Uitspraak
24 juni 2021, 20/3961 (aangevallen uitspraak)
Centrale Raad van Beroep
In deze zaak heeft appellante, vertegenwoordigd door mr. N. Desloover, hoger beroep ingesteld tegen een uitspraak van de rechtbank Rotterdam van 24 juni 2021. De Centrale Raad van Beroep heeft op 2 november 2023 uitspraak gedaan in het hoger beroep met zaaknummer 21/2394 WIA. Appellante heeft het hoger beroep echter ingetrokken, omdat het Uitvoeringsinstituut werknemersverzekeringen (Uwv) met een gewijzigde beslissing op bezwaar van 31 maart 2023 aan haar beroep is tegemoetgekomen.
Na de intrekking van het hoger beroep heeft appellante verzocht om het Uwv te veroordelen in de proceskosten. Het Uwv heeft de gelegenheid gekregen om een verweerschrift in te dienen, maar het onderzoek ter zitting is achterwege gelaten op basis van artikel 8:57 van de Algemene wet bestuursrecht (Awb). De Raad heeft vervolgens het onderzoek gesloten.

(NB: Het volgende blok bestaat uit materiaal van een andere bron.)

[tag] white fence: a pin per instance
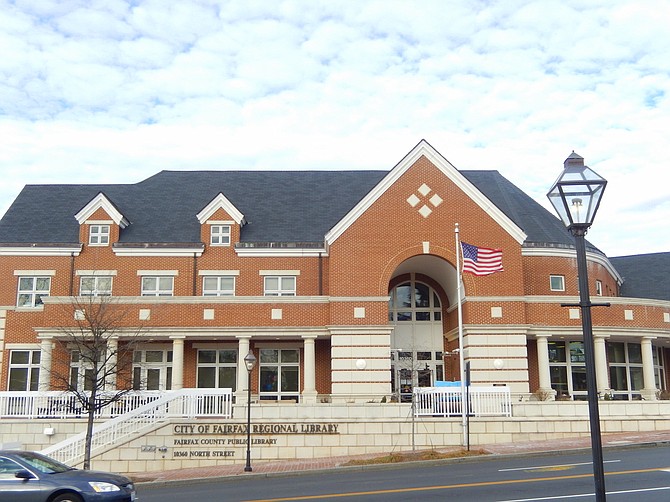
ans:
(446, 401)
(58, 404)
(185, 403)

De Raad heeft vastgesteld dat appellante recht heeft op vergoeding van de proceskosten, omdat het Uwv haar tegemoet is gekomen. De proceskosten in beroep zijn begroot op € 1.674,- en in hoger beroep op € 837,-. Daarnaast zijn de kosten voor het raadplegen van een deskundige en het opvragen van medische informatie, ter hoogte van € 2.076,75, ook voor vergoeding in aanmerking gekomen. Het totaalbedrag van de te vergoeden proceskosten door het Uwv bedraagt € 4.587,75. Tevens dient het Uwv het door appellante betaalde griffierecht van in totaal € 182,- te vergoeden.